Luego de maldecirlo Yuui usó un hechizo lanzándole a Seishiro una bola de fuego que este logró esquivar por unos centímetros.
-¡Me gusta tu espíritu niño!...al parecer aquel otro es el más débil…-mirando fríamente a Fye que estaba de pie observando lo que sucedía sin poder moverse-… ¡así que me desharé de él!
Dicho esto arremetió a todo velocidad apuntando la espada directo hacia el pecho de Fye, pero cuando estaba a punto de atravesarlo Yuui se interpuso y recibió el impacto, cayendo de rodillas al suelo; Seishiro retrocedió unos pasos.
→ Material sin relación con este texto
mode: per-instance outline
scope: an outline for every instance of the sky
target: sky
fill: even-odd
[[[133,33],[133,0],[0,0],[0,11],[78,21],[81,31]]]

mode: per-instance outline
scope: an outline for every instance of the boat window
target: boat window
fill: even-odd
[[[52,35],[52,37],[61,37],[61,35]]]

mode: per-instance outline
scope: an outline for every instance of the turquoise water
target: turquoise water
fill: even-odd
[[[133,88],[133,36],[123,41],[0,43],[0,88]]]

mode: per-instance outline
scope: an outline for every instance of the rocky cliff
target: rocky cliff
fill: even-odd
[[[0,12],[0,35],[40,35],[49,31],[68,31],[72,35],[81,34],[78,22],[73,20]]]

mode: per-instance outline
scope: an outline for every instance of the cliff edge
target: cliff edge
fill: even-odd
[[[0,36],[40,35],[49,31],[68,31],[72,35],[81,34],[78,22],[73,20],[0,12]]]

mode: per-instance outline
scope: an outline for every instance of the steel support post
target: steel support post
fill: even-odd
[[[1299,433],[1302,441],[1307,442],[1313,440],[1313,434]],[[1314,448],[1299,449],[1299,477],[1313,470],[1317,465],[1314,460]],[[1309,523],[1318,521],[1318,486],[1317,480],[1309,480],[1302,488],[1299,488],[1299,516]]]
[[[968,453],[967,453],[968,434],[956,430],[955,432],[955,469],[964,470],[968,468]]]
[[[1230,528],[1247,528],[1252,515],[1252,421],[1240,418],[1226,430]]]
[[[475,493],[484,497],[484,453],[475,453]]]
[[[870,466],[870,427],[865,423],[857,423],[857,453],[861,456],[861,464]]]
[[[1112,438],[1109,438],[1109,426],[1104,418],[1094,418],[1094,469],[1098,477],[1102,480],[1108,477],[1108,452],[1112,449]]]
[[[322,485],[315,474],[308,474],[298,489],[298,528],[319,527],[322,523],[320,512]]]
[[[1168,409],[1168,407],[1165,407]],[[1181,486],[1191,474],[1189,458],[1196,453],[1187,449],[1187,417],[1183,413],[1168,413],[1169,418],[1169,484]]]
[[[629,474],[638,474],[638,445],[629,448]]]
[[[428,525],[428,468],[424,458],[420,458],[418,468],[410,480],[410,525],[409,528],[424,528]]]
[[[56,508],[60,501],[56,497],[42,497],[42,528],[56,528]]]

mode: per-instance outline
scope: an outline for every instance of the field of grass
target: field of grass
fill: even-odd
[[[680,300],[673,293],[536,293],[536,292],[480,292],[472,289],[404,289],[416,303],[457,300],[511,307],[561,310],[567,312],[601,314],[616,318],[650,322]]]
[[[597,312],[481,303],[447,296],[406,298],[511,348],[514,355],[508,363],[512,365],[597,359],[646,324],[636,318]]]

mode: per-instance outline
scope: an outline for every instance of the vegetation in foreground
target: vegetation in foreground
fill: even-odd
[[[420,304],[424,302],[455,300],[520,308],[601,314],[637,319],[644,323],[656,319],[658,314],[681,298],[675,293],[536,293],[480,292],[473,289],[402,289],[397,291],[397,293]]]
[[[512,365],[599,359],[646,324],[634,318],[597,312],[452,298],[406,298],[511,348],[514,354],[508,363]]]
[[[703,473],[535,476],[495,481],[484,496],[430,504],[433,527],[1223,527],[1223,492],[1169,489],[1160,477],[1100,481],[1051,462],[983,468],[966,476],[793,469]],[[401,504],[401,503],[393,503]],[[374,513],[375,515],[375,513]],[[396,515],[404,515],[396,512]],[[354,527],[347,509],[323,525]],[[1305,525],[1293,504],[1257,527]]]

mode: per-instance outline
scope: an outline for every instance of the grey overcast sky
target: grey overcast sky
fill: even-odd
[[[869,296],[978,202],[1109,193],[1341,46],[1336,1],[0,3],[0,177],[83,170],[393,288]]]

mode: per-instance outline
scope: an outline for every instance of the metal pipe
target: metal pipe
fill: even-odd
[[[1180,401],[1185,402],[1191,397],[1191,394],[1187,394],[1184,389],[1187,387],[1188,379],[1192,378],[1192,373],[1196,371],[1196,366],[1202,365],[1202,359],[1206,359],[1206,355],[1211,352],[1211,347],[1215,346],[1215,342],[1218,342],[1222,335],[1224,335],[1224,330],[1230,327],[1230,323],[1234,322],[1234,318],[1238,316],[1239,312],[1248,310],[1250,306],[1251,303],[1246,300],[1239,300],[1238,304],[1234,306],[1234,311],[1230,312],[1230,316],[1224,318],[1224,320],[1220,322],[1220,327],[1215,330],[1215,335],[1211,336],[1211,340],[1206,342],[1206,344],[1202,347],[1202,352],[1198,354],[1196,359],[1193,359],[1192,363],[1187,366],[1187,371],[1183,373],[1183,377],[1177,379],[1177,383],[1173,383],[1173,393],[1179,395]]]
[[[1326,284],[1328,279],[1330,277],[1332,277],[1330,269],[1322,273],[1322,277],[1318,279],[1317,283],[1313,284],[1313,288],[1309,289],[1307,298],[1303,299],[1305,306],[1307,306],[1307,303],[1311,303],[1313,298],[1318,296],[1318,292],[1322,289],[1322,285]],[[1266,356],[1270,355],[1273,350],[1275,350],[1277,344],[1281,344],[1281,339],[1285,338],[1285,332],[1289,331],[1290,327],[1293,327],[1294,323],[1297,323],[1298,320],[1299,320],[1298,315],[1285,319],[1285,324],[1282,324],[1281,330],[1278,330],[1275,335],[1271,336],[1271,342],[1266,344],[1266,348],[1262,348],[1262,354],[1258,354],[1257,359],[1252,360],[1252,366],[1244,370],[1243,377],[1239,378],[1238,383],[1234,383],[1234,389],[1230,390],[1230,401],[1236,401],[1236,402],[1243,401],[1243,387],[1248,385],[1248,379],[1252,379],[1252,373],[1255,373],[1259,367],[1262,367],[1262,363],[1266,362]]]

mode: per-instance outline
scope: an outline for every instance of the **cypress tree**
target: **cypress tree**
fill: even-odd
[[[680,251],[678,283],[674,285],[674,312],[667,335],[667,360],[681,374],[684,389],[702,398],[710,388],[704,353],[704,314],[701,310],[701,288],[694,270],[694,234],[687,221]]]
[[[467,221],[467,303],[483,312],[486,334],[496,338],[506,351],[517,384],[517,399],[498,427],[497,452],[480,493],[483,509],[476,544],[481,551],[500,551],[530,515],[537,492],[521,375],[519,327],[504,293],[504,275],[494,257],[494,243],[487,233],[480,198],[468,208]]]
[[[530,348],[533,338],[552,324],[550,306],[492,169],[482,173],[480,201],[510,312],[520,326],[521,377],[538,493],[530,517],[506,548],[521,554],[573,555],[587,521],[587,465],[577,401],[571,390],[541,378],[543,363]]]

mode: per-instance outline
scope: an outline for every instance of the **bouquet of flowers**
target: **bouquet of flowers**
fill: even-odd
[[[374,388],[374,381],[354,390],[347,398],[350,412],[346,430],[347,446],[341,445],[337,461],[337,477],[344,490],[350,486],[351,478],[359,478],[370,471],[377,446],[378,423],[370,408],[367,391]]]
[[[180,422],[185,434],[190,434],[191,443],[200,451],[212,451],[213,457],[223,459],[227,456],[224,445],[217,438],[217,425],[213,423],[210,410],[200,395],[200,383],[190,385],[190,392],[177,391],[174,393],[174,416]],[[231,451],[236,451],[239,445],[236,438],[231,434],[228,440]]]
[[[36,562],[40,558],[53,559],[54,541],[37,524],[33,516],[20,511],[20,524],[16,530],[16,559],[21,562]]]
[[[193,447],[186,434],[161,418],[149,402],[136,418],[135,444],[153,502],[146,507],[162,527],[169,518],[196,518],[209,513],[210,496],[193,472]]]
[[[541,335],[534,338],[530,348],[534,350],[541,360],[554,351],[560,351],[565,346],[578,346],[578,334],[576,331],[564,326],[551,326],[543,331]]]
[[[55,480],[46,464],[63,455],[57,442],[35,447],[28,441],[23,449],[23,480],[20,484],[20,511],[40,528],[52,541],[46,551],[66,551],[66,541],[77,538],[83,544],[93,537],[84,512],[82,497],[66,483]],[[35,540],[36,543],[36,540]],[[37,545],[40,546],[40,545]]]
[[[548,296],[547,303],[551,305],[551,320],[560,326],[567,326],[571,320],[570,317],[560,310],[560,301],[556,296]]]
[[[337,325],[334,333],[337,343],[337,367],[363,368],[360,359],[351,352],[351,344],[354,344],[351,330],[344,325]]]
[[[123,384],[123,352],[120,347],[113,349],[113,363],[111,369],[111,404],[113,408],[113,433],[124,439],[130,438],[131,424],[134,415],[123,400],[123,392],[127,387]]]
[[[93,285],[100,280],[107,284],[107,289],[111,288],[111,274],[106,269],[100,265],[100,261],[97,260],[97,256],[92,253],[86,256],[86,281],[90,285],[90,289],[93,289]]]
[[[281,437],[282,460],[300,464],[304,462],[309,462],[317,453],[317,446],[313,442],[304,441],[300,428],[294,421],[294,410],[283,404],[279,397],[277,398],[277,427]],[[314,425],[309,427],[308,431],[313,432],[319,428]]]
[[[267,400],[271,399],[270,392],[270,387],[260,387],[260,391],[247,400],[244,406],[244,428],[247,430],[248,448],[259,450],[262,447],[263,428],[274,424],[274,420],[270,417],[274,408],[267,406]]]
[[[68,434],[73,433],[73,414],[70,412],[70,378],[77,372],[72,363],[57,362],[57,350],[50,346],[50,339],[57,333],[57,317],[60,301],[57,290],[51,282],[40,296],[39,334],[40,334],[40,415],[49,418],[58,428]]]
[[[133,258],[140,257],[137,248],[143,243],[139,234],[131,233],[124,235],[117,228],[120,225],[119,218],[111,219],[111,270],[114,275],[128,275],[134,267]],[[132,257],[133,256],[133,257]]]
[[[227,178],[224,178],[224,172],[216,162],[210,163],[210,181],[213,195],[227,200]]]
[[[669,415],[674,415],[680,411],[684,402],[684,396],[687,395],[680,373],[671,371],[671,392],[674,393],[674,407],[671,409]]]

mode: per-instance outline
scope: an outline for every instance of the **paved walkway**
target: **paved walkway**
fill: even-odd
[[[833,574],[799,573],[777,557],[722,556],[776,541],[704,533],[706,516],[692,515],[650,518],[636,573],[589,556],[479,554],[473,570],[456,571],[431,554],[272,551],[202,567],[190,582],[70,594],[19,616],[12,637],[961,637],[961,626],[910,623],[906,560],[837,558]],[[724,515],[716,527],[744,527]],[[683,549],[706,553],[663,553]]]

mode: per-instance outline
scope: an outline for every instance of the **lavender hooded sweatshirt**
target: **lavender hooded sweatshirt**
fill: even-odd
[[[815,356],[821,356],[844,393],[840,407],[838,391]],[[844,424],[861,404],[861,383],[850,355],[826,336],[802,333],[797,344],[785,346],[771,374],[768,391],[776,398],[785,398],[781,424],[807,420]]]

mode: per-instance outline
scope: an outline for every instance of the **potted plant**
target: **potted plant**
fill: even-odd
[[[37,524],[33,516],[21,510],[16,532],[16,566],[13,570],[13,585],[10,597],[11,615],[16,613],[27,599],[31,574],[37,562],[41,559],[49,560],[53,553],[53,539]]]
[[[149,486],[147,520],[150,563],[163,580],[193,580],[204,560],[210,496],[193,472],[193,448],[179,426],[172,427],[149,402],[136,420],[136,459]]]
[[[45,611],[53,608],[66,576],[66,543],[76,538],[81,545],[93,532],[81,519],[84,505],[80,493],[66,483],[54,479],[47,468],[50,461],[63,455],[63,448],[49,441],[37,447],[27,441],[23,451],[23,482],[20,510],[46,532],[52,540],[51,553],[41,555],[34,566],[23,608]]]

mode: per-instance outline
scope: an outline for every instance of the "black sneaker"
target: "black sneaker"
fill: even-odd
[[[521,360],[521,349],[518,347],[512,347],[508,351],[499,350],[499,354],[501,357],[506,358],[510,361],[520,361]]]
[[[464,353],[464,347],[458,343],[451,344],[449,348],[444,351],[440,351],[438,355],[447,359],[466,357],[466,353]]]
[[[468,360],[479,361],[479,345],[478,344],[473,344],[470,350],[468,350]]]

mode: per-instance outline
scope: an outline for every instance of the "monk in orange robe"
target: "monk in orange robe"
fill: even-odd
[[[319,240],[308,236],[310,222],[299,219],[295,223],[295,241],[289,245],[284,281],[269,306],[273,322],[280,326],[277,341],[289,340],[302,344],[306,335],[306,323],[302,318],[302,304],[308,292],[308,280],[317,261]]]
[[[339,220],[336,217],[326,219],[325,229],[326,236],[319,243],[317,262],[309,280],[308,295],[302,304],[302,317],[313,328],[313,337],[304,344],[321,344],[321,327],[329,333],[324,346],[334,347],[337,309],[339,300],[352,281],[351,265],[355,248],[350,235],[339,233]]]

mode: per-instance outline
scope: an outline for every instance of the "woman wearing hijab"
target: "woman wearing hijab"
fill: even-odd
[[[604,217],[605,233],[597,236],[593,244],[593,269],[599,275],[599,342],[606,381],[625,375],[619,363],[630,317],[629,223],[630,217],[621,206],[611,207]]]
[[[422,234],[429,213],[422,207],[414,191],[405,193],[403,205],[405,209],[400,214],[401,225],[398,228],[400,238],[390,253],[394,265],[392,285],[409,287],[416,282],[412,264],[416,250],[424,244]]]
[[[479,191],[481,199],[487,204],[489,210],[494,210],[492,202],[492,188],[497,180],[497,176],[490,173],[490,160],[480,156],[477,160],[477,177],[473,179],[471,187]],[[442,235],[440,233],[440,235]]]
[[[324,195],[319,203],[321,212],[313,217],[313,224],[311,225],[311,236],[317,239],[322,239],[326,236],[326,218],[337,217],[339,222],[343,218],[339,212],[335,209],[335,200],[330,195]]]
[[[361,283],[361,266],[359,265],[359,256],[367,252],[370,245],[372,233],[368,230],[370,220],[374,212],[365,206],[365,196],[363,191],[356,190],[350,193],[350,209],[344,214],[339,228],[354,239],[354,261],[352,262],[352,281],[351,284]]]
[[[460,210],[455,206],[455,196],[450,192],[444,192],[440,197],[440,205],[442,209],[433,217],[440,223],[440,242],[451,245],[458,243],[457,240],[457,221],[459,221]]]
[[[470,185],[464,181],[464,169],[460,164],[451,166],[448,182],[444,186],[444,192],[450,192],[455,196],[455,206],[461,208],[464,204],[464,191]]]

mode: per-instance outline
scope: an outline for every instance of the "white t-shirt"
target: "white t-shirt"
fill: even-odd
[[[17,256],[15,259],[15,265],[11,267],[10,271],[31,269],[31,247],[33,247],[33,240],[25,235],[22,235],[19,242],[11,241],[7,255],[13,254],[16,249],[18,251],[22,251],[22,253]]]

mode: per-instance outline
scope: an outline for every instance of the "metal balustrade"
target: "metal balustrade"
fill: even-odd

Las lágrimas brotaban de los ojos de Fye quién estaba paralizado aún sin poder creer lo que estaba sucediendo. Primero habían sido sus padres, ahora su hermano; había perdido lo más preciado y se había quedado solo en el mundo… todo en pocos minutos.
-Ay pero que tontería sacrificarse de esa manera…-dijo Seishiro con una expresión de fastidio-
-Yuui…-dijo entre lágrimas tomando en brazos a su hermano herido-
El niño estaba agonizando pero aún así levanto sus dedos y pronuncio un conjuro, rápidamente ambos se vieron envueltos en una ráfaga de viento y desaparecieron del lugar. Seishiro se quedó observando las manchas de sangre en el piso.
-Al parecer todo marcha como fue predicho…ese gran poder llegará a mí…al precio que sea…
La ráfaga de viento apareció en las afueras de lo que parecía ser un gran castillo y con ella los dos niños.
-Yuui…-dijo Fye con las lágrimas corriendo por sus mejillas-
-Fye…cui-cuídate mucho…promete que lo harás…
-¿Por que lo hiciste?… ¿por que te interpusiste?
-Porque…a pesar de ser solo unos minutos más grande que tu…eres como mi her-hermano pequeño y debo protegerte a toda costa…-acariciando el rostro de Fye con su mano manchada de sangre -
-Yuui…no me dejes…
-Siempre estaré contigo…no olvides eso…
Después de decir esto su mano cayó al piso y su vida se esfumó mientras cerraba sus ojos; al ver esto la desesperación se apoderó de Fye y pegó un grito tan desgarrador que retumbó marcadamente en las paredes de aquel castillo.
-¡Yuuuuuiiiiiiii!
Este grito quedó haciendo eco en los oídos de Sakura, quién de golpe salió de la visión en la que se encontraba, sus mejillas estaban empapadas de las lágrimas que emanaban de sus ojos como manantial, miraba la pared sin mirarla; no podía creer lo que había visto. Había visto el pasado de Fye, ahora podía entender la tristeza en sus ojos.
-¿Sakura?
La voz de Fye la sacó por completo de la visión, entonces lo miró a el y se acordó de aquel niño tan pequeño que había perdido a su familia de golpe y en solo unos minutos. No pudo hacer otra cosa que arrojarse a sus brazos y llorar desconsoladamente, ese dolor la invadía; brotaba desde el fondo de su ser y era más fuerte de lo que podía soportar. En aquel momento Fye no entendió el porque de tal repentina acción, pero correspondió al abrazo sin decir palabra alguna, rodeándola suavemente con sus brazos, permaneciendo en silencio.